The big picture
When OpenAI revealed ChatGPT in late 2022, people clambered to test it. They asked complicated questions, requested poems and got precisely what they wanted: in one case, instructions for removing a peanut butter sandwich from a VCR written in the style of the King James Bible.
And before ChatGPT, the internet was flooded with AI-generated art. Text-to-image generators like Stability AI’s Stable Diffusion and OpenAI’s DALL-E 2 stunned people by responding to written prompts with photorealistic images.
This generated content is part of one of the biggest step changes in the history of AI: the introduction of pretrained models with remarkable task adaptability.
It began with a landmark innovation in AI model architecture by Google researchers in 2017. Since then, tech companies and researchers have been supersizing AI by increasing the sizes of models and training sets. The result? Powerful pretrained models, often called “foundation models,” that offer unprecedented adaptability within the domains they’re trained on.
With foundation models, businesses can start to approach many tasks and challenges differently, shifting focus from building their own AI to learning to build with AI.
A foundation for intelligence breakthroughs
OpenAI’s GPT-3, released in 2020, was the largest language model in the world. It taught itself to perform tasks it had never been trained on and outperformed models that were trained on those tasks. Since then, companies like Google, Microsoft, and Meta have created their own large language models.
To define this new class of AI, researchers from the Stanford Institute for Human-Centered Artificial Intelligence coined the term “foundation model.” They generally defined them as large AI models trained on a vast quantity of data with significant downstream task adaptability.

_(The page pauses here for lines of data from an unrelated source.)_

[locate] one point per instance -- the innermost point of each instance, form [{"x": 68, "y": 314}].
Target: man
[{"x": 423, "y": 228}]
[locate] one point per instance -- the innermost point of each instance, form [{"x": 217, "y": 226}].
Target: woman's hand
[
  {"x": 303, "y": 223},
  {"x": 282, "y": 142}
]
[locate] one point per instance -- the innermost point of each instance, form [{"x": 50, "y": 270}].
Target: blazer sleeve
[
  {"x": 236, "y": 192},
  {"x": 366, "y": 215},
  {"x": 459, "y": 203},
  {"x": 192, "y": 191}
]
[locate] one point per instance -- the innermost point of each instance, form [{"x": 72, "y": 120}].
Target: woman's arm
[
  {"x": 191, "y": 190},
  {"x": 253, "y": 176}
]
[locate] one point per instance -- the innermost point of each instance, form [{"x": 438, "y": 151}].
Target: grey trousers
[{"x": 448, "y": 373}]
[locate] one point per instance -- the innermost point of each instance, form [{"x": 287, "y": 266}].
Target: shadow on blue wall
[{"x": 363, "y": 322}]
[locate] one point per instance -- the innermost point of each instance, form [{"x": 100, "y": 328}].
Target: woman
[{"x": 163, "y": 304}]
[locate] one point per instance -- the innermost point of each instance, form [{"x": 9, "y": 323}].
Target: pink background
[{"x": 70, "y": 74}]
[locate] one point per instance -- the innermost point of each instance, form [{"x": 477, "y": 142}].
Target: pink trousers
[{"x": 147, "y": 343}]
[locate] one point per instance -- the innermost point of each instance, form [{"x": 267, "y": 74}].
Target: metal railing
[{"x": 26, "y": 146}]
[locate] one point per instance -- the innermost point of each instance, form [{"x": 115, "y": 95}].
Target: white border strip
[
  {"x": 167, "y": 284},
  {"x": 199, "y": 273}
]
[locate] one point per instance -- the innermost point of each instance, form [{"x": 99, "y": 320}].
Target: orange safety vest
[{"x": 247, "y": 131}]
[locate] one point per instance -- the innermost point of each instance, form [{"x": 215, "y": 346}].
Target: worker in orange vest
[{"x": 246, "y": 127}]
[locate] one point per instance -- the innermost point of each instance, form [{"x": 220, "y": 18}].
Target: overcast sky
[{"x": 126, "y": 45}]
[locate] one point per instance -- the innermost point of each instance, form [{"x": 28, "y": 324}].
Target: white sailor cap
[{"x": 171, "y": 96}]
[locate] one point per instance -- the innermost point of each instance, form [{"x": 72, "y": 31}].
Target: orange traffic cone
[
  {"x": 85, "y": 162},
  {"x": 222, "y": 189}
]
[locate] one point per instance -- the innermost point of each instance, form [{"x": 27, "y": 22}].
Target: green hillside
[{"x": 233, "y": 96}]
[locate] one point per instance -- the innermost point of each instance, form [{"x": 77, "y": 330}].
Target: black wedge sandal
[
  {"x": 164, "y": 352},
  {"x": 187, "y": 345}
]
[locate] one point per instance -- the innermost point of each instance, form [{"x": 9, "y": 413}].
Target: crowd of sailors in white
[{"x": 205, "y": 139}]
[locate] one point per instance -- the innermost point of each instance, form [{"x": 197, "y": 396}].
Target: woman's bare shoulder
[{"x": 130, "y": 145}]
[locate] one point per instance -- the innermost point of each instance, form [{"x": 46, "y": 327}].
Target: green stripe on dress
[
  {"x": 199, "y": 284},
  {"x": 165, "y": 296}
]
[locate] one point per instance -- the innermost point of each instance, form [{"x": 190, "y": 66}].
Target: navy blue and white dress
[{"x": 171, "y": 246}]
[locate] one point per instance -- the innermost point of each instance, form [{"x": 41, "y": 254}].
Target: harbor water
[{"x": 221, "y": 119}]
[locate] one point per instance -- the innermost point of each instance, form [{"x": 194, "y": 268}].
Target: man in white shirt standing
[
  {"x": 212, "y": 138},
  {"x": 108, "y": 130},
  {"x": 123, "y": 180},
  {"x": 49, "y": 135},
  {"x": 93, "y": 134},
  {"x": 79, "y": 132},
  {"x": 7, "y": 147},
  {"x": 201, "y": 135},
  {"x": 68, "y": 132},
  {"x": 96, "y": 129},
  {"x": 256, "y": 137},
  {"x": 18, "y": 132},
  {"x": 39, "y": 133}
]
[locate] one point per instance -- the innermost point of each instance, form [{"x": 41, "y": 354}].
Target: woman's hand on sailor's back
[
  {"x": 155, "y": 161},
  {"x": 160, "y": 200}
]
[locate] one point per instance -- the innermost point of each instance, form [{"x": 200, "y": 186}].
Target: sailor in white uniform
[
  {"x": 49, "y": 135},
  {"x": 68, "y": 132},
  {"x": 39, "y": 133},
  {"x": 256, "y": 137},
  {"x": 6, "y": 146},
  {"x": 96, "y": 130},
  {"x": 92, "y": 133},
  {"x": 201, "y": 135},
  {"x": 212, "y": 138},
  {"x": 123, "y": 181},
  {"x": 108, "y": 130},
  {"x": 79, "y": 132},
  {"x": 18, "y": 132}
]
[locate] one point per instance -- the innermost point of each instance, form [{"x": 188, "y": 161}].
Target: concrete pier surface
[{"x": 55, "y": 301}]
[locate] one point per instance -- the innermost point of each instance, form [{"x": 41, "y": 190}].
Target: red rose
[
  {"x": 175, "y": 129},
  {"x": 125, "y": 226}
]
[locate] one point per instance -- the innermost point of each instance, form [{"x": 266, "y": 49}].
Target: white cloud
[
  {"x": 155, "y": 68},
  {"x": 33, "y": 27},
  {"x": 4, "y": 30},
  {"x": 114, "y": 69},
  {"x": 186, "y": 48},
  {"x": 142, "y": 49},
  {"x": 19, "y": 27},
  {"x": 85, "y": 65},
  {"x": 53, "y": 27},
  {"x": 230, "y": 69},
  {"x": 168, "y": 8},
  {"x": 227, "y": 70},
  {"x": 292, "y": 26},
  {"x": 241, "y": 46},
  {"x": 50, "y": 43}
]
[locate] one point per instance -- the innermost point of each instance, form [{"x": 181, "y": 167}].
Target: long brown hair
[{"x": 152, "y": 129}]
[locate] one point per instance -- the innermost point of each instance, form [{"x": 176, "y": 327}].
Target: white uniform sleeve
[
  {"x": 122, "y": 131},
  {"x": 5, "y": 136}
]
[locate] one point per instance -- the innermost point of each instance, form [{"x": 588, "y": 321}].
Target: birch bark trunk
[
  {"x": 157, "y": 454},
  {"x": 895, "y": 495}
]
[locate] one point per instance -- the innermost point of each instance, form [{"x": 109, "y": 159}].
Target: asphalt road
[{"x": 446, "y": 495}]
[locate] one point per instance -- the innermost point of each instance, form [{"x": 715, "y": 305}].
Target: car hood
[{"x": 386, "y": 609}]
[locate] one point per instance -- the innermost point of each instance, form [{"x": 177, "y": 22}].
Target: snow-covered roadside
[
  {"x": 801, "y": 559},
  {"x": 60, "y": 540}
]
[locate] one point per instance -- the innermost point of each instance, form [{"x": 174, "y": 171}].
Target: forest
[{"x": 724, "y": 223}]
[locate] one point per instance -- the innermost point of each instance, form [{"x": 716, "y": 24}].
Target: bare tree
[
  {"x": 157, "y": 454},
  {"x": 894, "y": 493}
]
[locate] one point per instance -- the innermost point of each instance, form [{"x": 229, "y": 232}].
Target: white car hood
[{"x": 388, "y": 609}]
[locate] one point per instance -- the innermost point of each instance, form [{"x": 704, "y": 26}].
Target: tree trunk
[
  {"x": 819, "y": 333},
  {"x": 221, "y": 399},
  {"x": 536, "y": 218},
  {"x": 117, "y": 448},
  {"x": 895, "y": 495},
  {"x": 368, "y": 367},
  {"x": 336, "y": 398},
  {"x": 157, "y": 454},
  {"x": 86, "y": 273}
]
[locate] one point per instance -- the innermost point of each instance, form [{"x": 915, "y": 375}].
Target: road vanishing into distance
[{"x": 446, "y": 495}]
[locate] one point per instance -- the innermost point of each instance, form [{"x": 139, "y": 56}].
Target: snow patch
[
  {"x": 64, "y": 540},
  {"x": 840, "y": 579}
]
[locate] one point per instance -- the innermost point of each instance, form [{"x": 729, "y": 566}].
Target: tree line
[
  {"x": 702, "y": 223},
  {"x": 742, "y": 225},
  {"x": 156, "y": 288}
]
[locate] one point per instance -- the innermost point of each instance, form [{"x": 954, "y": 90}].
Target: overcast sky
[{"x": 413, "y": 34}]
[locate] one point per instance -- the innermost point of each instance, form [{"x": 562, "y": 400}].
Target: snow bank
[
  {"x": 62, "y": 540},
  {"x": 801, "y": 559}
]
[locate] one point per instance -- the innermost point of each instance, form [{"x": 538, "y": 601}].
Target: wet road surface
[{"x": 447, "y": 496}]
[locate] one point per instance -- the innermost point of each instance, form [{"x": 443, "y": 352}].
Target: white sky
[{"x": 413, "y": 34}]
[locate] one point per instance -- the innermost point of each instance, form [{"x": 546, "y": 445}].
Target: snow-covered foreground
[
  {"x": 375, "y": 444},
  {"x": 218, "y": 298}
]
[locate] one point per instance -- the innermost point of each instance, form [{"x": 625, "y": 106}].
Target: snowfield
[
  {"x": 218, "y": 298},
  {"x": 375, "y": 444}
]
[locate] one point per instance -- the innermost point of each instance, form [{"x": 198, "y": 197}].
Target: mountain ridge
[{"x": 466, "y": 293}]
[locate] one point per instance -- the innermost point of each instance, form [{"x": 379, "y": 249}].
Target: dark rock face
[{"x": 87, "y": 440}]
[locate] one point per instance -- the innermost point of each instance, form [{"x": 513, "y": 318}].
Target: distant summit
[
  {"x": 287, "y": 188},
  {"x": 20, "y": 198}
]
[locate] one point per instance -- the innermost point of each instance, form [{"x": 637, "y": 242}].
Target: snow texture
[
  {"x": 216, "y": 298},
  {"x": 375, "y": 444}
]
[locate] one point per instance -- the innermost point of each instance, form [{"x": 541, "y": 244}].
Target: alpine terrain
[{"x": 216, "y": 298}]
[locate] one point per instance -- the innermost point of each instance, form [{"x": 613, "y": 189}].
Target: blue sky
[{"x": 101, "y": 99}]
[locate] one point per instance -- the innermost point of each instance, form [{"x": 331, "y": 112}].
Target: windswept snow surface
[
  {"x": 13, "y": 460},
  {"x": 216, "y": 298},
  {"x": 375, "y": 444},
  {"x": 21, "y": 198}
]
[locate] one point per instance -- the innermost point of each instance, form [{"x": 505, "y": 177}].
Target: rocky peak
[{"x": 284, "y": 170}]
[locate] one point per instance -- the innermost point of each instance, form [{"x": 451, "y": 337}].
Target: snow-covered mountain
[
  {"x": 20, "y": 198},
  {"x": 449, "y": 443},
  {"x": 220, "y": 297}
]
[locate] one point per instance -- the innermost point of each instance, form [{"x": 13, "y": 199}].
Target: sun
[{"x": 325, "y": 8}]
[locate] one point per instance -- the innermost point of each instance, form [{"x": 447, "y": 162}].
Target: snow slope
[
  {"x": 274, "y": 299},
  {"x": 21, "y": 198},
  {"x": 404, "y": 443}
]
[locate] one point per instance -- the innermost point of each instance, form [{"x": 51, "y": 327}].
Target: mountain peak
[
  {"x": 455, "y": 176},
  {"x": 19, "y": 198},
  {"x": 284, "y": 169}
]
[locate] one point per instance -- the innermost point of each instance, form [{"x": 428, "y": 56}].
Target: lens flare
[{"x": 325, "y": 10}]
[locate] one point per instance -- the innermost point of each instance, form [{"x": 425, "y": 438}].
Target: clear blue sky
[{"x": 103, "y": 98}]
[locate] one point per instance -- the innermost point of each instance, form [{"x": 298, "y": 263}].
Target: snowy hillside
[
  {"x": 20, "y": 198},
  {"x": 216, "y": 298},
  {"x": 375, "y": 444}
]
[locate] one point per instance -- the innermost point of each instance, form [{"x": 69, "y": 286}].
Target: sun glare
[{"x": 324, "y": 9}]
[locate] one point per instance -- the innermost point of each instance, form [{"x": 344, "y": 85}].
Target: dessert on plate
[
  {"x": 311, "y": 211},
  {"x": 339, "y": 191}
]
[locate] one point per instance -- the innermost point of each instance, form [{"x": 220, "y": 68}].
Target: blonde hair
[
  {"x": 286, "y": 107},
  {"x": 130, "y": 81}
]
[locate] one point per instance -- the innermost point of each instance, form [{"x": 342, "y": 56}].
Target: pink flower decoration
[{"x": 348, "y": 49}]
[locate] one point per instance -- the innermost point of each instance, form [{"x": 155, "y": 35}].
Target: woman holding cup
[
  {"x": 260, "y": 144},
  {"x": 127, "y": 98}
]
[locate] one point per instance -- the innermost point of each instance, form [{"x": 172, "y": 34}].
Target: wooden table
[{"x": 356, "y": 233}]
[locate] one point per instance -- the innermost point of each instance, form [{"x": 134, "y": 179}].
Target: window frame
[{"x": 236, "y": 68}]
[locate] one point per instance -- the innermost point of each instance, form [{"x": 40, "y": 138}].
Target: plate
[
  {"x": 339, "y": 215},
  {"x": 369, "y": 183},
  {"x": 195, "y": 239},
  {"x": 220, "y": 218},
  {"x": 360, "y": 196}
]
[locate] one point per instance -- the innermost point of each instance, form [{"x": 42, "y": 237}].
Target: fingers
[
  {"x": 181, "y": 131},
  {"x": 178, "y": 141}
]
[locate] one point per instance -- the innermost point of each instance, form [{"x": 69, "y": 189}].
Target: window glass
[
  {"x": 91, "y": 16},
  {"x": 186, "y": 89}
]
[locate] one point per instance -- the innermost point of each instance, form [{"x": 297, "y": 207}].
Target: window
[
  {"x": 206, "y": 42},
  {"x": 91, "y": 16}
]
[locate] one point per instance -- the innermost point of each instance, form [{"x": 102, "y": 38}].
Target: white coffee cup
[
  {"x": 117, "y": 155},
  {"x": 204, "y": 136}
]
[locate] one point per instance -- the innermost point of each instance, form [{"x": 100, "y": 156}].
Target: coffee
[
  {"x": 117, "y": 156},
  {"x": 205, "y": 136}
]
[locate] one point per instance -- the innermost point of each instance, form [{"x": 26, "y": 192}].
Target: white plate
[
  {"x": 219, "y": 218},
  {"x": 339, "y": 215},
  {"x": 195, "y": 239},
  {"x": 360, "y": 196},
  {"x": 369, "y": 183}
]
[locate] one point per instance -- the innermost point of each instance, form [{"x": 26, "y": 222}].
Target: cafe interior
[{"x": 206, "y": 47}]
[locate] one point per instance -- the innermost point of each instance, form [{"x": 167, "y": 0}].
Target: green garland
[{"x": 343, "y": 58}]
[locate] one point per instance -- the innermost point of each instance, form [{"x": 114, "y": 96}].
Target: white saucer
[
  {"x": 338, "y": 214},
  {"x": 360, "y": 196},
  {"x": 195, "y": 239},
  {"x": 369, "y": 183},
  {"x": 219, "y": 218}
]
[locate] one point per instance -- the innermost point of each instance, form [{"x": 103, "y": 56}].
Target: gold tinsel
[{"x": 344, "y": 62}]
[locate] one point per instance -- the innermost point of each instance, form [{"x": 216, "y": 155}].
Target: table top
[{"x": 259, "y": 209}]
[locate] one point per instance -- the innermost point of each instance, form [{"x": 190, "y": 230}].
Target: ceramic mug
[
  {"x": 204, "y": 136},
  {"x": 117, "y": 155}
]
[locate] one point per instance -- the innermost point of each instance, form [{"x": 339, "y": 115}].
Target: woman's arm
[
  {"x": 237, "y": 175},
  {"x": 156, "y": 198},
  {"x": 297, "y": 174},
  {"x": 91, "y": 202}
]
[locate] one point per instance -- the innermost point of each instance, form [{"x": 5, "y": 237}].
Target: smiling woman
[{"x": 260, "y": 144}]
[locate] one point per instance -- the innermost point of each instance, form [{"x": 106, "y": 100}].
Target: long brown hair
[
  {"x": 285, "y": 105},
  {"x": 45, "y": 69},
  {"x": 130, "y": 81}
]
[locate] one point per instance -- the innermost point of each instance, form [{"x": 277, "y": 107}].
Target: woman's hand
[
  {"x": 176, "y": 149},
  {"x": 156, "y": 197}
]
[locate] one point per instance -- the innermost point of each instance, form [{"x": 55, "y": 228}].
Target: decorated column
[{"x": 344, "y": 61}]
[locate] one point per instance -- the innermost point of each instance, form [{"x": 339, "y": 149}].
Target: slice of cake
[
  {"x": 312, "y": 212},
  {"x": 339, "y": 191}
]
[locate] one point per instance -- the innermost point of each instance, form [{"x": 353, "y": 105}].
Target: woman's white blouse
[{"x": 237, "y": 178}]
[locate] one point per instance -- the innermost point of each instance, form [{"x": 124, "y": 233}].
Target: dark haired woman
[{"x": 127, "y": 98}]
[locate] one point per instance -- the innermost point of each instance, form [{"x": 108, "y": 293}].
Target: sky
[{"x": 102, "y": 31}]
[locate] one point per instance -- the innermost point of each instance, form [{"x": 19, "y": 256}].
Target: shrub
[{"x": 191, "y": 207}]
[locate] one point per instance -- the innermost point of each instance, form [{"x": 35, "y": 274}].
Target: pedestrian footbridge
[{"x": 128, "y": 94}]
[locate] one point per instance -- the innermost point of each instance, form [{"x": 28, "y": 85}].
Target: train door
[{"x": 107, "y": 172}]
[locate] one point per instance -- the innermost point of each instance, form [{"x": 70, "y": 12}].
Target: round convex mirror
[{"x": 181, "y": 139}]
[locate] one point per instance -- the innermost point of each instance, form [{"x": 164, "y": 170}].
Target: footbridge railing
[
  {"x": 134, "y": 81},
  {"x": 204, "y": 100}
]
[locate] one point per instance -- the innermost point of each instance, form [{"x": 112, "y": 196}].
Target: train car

Some are working to expand foundation models beyond language and images to include more data modalities. Meta, for instance, developed a model that learned the “language of protein” and accelerated protein structure predictions by up to sixtyfold.
Many efforts are underway to make building and deploying foundation models easier. Rapidly growing compute requirements—and the associated costs and expertise needed to handle this scale—are the biggest barriers today. And even after a model is trained, it’s expensive to run and host its downstream variations.